The ceremony will include remarks by Ron Hellmich, newly appointed director, Division of Nature Preserves of the Indiana Department of Natural Resources; Scott Namestnik, a local botanist who was instrumental in the protection of property; and Kristopher Krouse, Executive Director of Shirley Heinze Land Trust.
Lydick Bog officially received the State Dedicated Nature Preserve status in January of this year. The designation adds additional protection for the plants, animals and natural communities in the 178-acre preserve, and protects the property in perpetuity from development which would harm its natural character. Lydick Bog is the sixth Shirley Heinze Land Trust preserve to receive the Indiana State Nature Preserve designation.
According to the Shirley Heinze Land Trust, since 1981 the organization has protected, restored and maintained northwestern Indiana’s rich and significant natural communities, including tallgrass prairie, high dune, oak savanna, boreal flatwoods, dune-and-swale, woodlands, marshes, swamps, ponds, fens, bogs, and riparian habitat.
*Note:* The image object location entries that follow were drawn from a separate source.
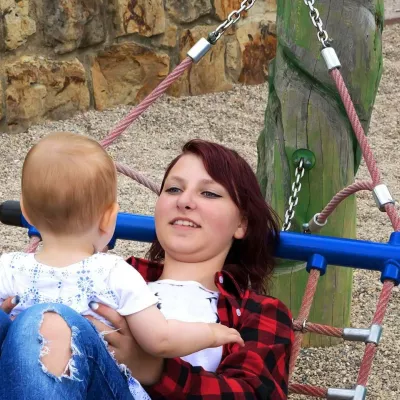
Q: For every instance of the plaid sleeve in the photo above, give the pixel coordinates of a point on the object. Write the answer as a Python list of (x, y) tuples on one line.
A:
[(259, 370)]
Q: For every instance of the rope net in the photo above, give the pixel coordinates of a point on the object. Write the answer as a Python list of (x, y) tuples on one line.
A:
[(300, 325)]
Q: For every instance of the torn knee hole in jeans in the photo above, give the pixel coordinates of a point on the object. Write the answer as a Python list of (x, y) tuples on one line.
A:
[(70, 370)]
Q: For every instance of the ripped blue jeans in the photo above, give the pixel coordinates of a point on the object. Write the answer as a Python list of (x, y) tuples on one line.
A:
[(93, 374)]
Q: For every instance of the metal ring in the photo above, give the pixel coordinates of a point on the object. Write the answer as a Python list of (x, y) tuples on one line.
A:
[(230, 17), (250, 3)]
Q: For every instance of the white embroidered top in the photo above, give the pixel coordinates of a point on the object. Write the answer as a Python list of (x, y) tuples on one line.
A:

More than 2,400 acres in Lake, Porter, La Porte, and St. Joseph Counties have been preserved for the public’s benefit.
At the entrance to the latest preserve, existing structures have recently been demolished and cleared in preparation for the development of public access amenities. A master plan developed for the nature preserve includes the construction of a boardwalk, pavilion, restroom facilities, parking lot, trails, signage, and a maintenance garage.
The Indiana Bicentennial Nature Trust, U.S. Fish & Wildlife Service, The Conservation Fund, and NIPSCO were integral to the protection of Lydick Bog. This land is being conserved, in part, by funding and technical assistance made available as mitigation for impacts caused by the construction and maintenance of the Reynolds Topeka Electric System Improvement Project in partnership with the United States Fish and Wildlife Service.